BP Whiting Consent Decree: handing Big Oil the tab for tar sands pollution

Flare 3 cropped.JPG

It’s official:  Big Oil has now learned what happens when you try to play fast and loose with the air pollution laws protecting the public to try to save a few bucks.  Today, US EPA together with NRDC and its coalition partners lodged an enforcement consent decree in federal court ordering BP to install $400 million worth of pollution control equipment.  The consent decree settles challenges brought four years ago by NRDC and the other citizen organizations charging that BP had grossly miscounted the air pollution that would result from its now-ongoing expansion to allow processing of dirty Canadian tar sands oil.  The decree also resolves multiple notices of violation from US EPA. 

When BP first filed its permit application for the dirty oil expansion in late 2007, claiming that switching over to processing some of the dirtiest crude in the world was going to reduce the refinery’s air pollution, NRDC smelled a fish.  Sure enough, when we brought in a sharp engineer to dig into the volumes of fine print buried in those 3,000+ pages of permits, we found that BP had engaged in some awfully funny math when counting up their emissions.  BP knew that if they could just find a way to persuade Indiana that they weren’t actually going to pollute more by switching to dirtier crude, they wouldn’t have to pay to put on more environmental controls.  So they decided just to pretend the pollution wasn’t there.  What, those three big new flares designed to burn off sulfur-laden waste gas?  We’re never going to actually use them.  That big new coker designed to separate the toxic black petroleum coke out of the Canadian crude, and then vent gas from that process to the atmosphere?  The thing’s clean as a whistle.  Really.

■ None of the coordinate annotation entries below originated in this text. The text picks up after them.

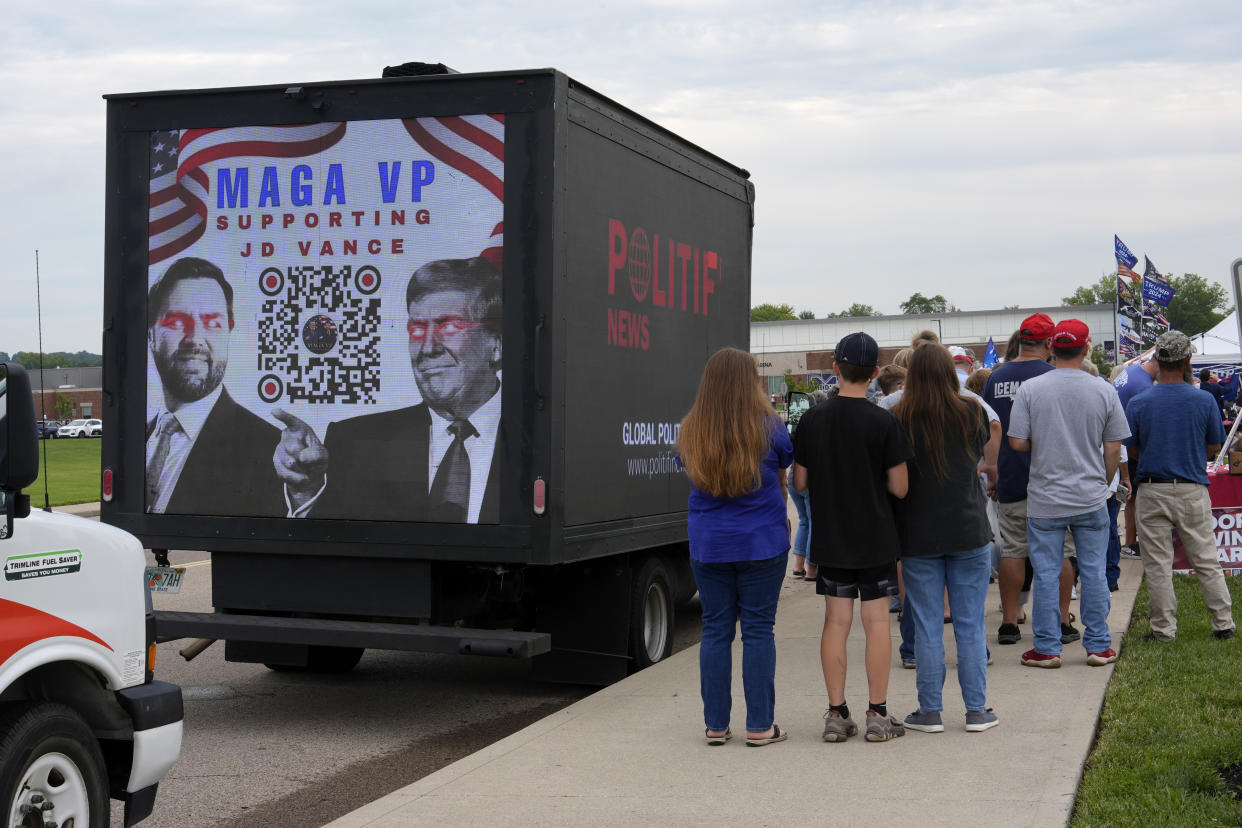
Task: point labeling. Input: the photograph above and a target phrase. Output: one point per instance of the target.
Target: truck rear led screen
(323, 320)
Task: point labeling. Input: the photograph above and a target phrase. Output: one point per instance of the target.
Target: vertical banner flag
(1150, 272)
(1125, 260)
(990, 354)
(1129, 303)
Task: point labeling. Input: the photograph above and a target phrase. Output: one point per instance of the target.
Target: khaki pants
(1187, 508)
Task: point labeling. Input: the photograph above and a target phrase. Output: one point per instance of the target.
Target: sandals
(778, 736)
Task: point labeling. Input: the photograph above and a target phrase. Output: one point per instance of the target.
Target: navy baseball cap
(857, 349)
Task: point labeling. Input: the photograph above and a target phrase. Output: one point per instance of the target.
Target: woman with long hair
(944, 530)
(735, 452)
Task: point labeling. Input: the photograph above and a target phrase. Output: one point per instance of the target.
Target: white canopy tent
(1220, 344)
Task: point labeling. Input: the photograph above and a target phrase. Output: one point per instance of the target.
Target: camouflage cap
(1173, 346)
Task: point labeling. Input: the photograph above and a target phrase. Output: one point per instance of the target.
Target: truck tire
(323, 659)
(50, 757)
(651, 615)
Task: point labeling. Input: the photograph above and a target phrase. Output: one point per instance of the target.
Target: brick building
(804, 346)
(81, 386)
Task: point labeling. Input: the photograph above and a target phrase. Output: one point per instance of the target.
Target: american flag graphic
(475, 147)
(179, 186)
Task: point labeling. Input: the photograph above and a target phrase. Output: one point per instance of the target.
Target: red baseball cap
(1036, 328)
(1071, 333)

But as it now turns out, BP was penny wise and pound foolish.  Following an order in 2009 from US EPA agreeing with a number of the citizens concerns with emissions undercounting, as well as three separate notices of violation issued by US EPA against the Whiting facility for various Clean Air Act transgressions, BP saw the handwriting on the wall.  It began joint negotiations with the citizens’ groups and US EPA, which have now concluded with the consent decree in which BP agrees to the air pollution controls they should have just installed in the first place, plus much more. 

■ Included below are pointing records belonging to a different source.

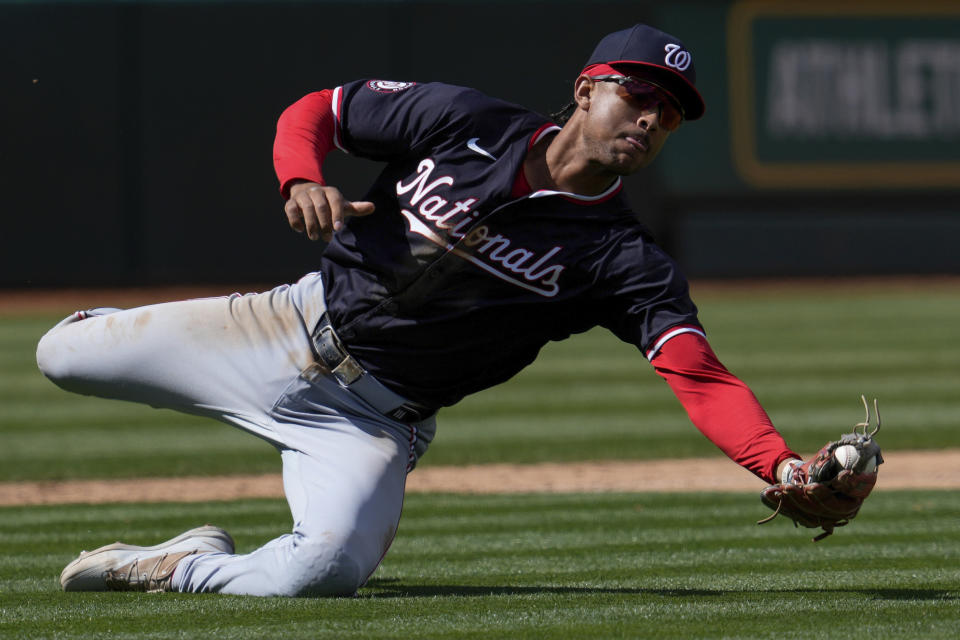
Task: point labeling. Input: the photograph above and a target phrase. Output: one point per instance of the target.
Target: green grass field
(555, 566)
(807, 354)
(543, 566)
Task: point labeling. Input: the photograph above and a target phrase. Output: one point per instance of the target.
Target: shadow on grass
(391, 588)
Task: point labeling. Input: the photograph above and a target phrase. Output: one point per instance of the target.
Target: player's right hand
(320, 210)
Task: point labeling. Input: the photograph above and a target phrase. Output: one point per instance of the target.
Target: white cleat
(126, 567)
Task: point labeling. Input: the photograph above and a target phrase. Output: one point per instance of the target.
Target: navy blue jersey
(453, 285)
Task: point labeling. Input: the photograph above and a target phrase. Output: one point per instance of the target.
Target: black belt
(336, 362)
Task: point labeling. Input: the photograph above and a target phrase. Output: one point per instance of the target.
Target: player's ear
(583, 90)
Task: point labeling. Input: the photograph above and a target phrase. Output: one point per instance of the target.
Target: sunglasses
(646, 95)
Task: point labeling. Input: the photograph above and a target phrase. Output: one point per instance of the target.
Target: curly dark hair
(563, 114)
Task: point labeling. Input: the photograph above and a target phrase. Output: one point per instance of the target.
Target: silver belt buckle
(330, 350)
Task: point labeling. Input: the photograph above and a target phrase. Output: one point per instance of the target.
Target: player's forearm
(305, 132)
(721, 406)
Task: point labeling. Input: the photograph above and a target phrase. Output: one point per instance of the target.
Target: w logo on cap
(677, 57)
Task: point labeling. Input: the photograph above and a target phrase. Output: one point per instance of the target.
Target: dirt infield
(902, 470)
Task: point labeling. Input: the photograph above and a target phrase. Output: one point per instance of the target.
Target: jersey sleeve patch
(388, 86)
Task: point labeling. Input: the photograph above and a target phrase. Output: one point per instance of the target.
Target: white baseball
(848, 456)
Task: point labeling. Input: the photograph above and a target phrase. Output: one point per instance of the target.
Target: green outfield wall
(136, 136)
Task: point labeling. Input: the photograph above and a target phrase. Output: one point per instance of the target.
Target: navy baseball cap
(654, 54)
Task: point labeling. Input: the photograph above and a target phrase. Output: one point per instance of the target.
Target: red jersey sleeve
(305, 135)
(721, 406)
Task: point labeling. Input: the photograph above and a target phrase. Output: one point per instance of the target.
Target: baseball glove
(828, 490)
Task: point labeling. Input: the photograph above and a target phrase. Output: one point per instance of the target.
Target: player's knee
(53, 357)
(323, 568)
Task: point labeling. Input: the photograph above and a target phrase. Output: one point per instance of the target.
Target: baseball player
(491, 231)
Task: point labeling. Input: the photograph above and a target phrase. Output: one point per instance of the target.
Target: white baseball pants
(247, 360)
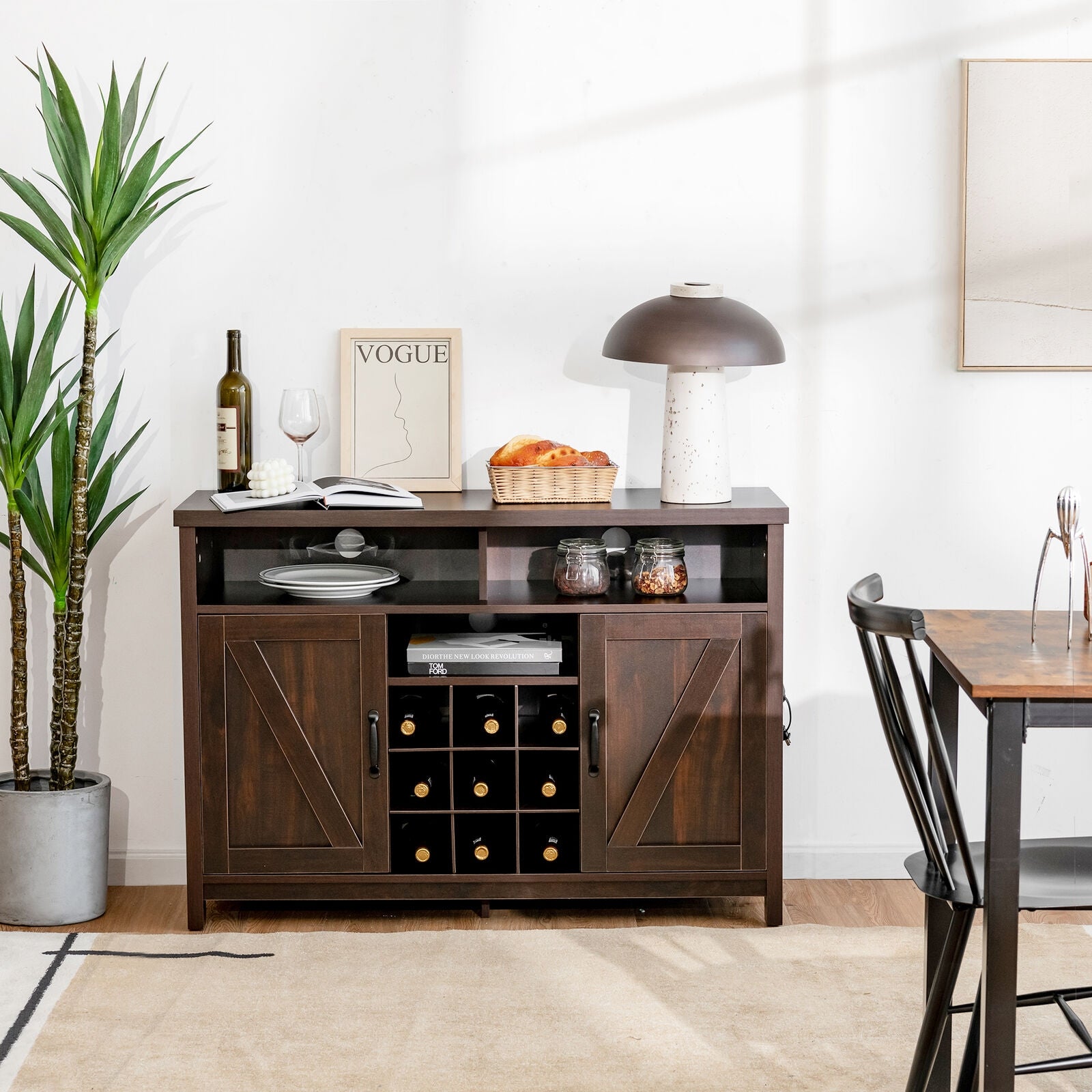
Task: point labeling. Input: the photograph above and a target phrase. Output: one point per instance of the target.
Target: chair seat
(1055, 874)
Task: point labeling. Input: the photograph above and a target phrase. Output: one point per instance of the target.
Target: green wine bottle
(234, 457)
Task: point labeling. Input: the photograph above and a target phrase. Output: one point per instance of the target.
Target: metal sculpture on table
(1068, 533)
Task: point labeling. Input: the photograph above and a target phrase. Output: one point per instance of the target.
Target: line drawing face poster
(403, 404)
(1026, 289)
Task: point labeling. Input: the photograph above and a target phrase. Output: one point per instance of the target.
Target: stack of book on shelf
(483, 655)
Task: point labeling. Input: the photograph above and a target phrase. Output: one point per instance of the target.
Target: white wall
(528, 173)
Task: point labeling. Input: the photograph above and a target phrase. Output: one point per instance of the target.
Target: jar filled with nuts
(659, 567)
(581, 567)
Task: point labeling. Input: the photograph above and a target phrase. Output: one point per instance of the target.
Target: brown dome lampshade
(697, 332)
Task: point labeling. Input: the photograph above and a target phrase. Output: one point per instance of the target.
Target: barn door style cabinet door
(678, 704)
(292, 771)
(317, 767)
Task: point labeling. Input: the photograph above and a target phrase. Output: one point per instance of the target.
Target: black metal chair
(1055, 874)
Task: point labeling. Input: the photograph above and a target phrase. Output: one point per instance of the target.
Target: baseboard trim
(801, 862)
(147, 870)
(846, 862)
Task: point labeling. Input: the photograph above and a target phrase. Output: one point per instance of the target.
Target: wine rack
(484, 780)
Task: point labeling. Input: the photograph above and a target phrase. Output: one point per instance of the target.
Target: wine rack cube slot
(420, 719)
(549, 717)
(485, 844)
(549, 779)
(485, 781)
(549, 844)
(420, 781)
(484, 717)
(420, 844)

For one thing, BP will be required to put “flare gas recovery” controls not just on the new flares but most of the old ones as well.  Th

is is huge.  Refinery flares – those tall stacks with flames on top that you’ve probably seen if you’ve ever driven by a refinery – are some of the biggest sources of refinery air pollution, and the pollution often goes unreported.  The flare gas recovery systems are a win-win – they direct the gas that would have been sent up the stack and burned back into the refinery for re-use.   For another, BP will have to operate the coker by venting only at very low pressure.  It will also be required to use only clean water in the coking process, rather than using the coker (as refineries often do) as a trash can for contaminated water.  All kinds of other systems in the refinery will be subject to industry-leading standards of pollution control.

The biggest winner in all of this is the northwest Indiana community that breathes what the Whiting refinery emits.  The $400 million that BP is being required to spend is expected to reduce regulated air pollution coming from the refinery by more than 4,000 tons.  BP’s initial efforts to duck responsibility for pollution controls was, in effect, an effort to pass off on the community the real cost of processing dirty oil -- in the form of pollution-induced hospital visits and medical bills.  Now, not only will the community benefit from cleaner air, but the settlement requires two years of monitoring at the refinery fenceline so the community can better understand the refinery’s effect on their air and their health.  The monitors will measure toxic benzene, toluene, pentene, sulfur dioxide, hexane, hydrogen sulfide and other sulfur compound emissions, and the results will be provided to the public with weekly updates available online.

But other refinery communities are winners as well.  The consent decree sets a high bar for future tar sands expansions, and makes for a pretty strong disincentive to try to slide by pollution control obligations the way BP did. 

Bringing down the hammer on BP won’t make the problem of dirty tar sands oil go away.  But it’s one very positive step toward making sure that those profiting from dirty oil are also paying its costs.